It’s usually controlled with diet, lifestyle changes such as reducing stress, weight loss, exercise, medicine and insulin treatment.
However, a new study may have discovered another method.
The University of California has found a re-purposed asthma drug may improve blood sugar levels for diabetics.
In the study, patients with type 2 diabetes who took an anti-asthma drug for 12 weeks showed a significant reduction in blood glucose.
The asthma drug – called amlexanox – with anti-inflammatory and anti-allergic properties, was developed in Japan in the 1980s.
Alan Saltiel, study author and director of the UC San Diego Institute for Diabetes and Metabolic Health, said: “When we looked at the drug-treated group we saw a bimodal distribution, that is, there were some responders and some non-responders.
“We didn’t understand why, so we did a molecular analysis from biopsies of fat cells we took from patients at the beginning and end of the study.

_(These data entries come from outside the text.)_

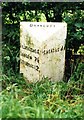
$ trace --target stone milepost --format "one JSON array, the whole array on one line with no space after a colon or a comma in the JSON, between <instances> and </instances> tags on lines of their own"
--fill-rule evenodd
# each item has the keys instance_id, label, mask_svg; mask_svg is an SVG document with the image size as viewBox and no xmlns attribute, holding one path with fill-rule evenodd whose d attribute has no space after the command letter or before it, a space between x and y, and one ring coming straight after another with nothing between
<instances>
[{"instance_id":1,"label":"stone milepost","mask_svg":"<svg viewBox=\"0 0 84 120\"><path fill-rule=\"evenodd\" d=\"M63 79L66 35L66 23L20 22L20 73L26 80Z\"/></svg>"}]
</instances>

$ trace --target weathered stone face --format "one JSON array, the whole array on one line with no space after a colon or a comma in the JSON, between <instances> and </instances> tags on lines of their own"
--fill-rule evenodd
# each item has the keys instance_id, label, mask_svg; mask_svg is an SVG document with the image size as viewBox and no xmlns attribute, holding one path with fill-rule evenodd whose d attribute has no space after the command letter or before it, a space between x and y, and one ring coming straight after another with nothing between
<instances>
[{"instance_id":1,"label":"weathered stone face","mask_svg":"<svg viewBox=\"0 0 84 120\"><path fill-rule=\"evenodd\" d=\"M63 79L66 23L20 23L20 72L31 82Z\"/></svg>"}]
</instances>

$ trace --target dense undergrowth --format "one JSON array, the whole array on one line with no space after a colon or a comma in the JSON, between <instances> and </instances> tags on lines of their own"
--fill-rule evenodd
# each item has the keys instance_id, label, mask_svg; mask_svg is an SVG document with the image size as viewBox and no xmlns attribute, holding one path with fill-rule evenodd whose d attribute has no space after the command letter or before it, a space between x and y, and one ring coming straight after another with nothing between
<instances>
[{"instance_id":1,"label":"dense undergrowth","mask_svg":"<svg viewBox=\"0 0 84 120\"><path fill-rule=\"evenodd\" d=\"M81 71L80 71L81 69ZM68 82L48 78L26 83L23 76L2 76L0 115L8 118L83 119L84 64L80 63Z\"/></svg>"}]
</instances>

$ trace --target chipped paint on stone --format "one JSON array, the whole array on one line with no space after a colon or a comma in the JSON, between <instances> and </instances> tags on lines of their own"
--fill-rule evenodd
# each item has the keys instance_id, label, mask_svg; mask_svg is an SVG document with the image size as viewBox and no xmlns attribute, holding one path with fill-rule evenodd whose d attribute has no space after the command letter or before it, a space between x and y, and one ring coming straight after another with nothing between
<instances>
[{"instance_id":1,"label":"chipped paint on stone","mask_svg":"<svg viewBox=\"0 0 84 120\"><path fill-rule=\"evenodd\" d=\"M66 23L20 22L20 72L36 82L63 79Z\"/></svg>"}]
</instances>

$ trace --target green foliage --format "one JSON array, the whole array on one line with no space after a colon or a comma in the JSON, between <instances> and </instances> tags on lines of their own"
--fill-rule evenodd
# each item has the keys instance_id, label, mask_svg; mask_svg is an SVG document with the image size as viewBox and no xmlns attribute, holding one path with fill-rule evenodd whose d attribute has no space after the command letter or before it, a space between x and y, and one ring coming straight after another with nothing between
<instances>
[{"instance_id":1,"label":"green foliage","mask_svg":"<svg viewBox=\"0 0 84 120\"><path fill-rule=\"evenodd\" d=\"M83 118L80 82L55 83L44 78L27 84L21 76L12 77L17 82L0 93L3 118Z\"/></svg>"}]
</instances>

“In the responder group, the level of inflammation in fat was higher than in the non-responder group at the beginning of the study, indicating that there is something about inflammation that predisposes a person to respond.
“And, what was really amazing was that there were more than 1,100 gene changes that occurred exclusively in the responders.”
Amlexanox works to inhibit two enzymes, IKK? and TBK1.
When these enzymes were induced in obese mice, they caused a drop in energy expenditure or reduction in calories burned.
It caused the mice to lose weight and increase their sensitivity to insulin, which improved their diabetes and fatty liver disease.
In a human clinical trial, the gene changes that occurred in the mice also happened in humans, who experienced a lowering in blood sugar.
Saltiel said: “The most exciting part of this is that we have a new drug that has never been studied before.
“It’s a new mechanism for a diabetes and fatty liver drug. It’s promising, but there are a lot of questions that need to be answered still.”
While the drug will not yet be available to diabetes patients, it offers hope of a new way to treat type 2 diabetes.